Comparative Pharmacology
Head-to-head clinical analysis: MPI KRYPTON 81M GENERATOR versus XENON XE 133 V S S.
Head-to-head clinical analysis: MPI KRYPTON 81M GENERATOR versus XENON XE 133 V S S.
MPI KRYPTON 81M GENERATOR vs XENON XE 133-V.S.S.
Comparing the clinical profiles, pharmacokinetic behaviors, and safety indices of these two therapeutic agents.
Krypton-81m (81mKr) is a short-lived radionuclide that decays by isomeric transition emitting gamma rays (190 keV). When inhaled, it distributes in the lungs according to regional ventilation. Imaging is performed using a gamma camera to assess pulmonary ventilation. The generator produces 81mKr from its parent rubidium-81 (81Rb).
Xenon Xe-133 is a radioactive gas that emits beta and gamma radiation. It distributes to the lungs and is used for ventilation-perfusion imaging. Its mechanism is based on regional distribution in the lungs, reflecting ventilation. It does not have pharmacological activity.

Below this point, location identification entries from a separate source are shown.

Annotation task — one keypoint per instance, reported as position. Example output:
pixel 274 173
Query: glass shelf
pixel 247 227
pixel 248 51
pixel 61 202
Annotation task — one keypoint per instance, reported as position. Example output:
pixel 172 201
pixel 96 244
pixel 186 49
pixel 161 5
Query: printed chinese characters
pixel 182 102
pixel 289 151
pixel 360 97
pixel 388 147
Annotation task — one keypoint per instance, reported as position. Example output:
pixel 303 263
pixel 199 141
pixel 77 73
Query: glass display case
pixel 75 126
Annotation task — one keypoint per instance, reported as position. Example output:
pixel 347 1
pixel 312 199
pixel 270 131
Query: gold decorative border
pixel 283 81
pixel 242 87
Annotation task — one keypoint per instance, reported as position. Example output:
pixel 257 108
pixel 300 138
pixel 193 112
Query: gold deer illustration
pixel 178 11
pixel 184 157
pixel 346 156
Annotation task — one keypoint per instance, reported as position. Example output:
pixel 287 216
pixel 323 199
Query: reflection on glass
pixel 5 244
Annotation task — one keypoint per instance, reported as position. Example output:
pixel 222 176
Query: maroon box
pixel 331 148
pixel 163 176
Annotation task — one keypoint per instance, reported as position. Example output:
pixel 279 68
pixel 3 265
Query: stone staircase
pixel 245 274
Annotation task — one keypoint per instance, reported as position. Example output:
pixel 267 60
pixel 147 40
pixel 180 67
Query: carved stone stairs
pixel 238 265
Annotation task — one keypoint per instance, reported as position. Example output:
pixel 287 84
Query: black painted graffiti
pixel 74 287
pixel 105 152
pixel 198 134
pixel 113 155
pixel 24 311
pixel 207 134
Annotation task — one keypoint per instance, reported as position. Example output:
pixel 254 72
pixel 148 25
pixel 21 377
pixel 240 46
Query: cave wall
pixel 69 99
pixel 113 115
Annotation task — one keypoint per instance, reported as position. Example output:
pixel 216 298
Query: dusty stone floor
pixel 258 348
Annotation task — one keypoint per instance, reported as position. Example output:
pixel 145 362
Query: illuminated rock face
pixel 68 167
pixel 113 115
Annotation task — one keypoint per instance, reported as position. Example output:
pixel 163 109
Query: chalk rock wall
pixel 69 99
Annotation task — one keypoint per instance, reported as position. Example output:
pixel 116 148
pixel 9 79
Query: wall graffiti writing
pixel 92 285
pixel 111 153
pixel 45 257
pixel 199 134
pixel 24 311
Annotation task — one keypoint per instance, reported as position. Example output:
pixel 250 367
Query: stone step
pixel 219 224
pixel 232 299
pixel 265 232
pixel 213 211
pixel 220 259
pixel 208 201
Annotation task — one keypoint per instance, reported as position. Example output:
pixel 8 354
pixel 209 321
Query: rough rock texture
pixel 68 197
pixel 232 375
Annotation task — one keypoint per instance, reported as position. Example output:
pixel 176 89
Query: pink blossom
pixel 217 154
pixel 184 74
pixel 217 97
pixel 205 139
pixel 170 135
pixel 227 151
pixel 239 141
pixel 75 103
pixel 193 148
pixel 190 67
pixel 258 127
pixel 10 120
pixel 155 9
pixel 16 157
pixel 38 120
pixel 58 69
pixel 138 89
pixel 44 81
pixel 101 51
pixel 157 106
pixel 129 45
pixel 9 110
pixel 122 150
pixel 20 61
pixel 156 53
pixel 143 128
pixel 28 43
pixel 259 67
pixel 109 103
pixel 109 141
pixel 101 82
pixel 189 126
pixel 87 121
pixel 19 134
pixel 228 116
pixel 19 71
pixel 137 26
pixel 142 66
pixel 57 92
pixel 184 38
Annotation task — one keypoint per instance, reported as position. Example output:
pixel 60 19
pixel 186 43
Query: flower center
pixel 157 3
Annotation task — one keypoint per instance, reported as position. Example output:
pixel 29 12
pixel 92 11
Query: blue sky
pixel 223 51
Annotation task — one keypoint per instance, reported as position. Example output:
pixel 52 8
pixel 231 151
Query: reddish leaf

Intravenous infusion of krypton-81m gas in oxygen, typically 400-800 MBq (10-20 mCi) per study, administered via generator elution with a flow rate of 500-1000 mL/min. Adult dose per lung ventilation study: 100-400 MBq (2.7-10.8 mCi) inhaled in a single breath or continuous breathing for 1-2 minutes.
5-10 mCi (185-370 MBq) inhaled as a single dose for pulmonary ventilation imaging.
None Documented
None Documented
Physical half-life of krypton-81m: 13.1 seconds; biological half-life is negligible as it is inert gas eliminated via exhalation.
Terminal elimination half-life of approximately 3.5 minutes, corresponding to rapid washout from lungs following cessation of inhalation.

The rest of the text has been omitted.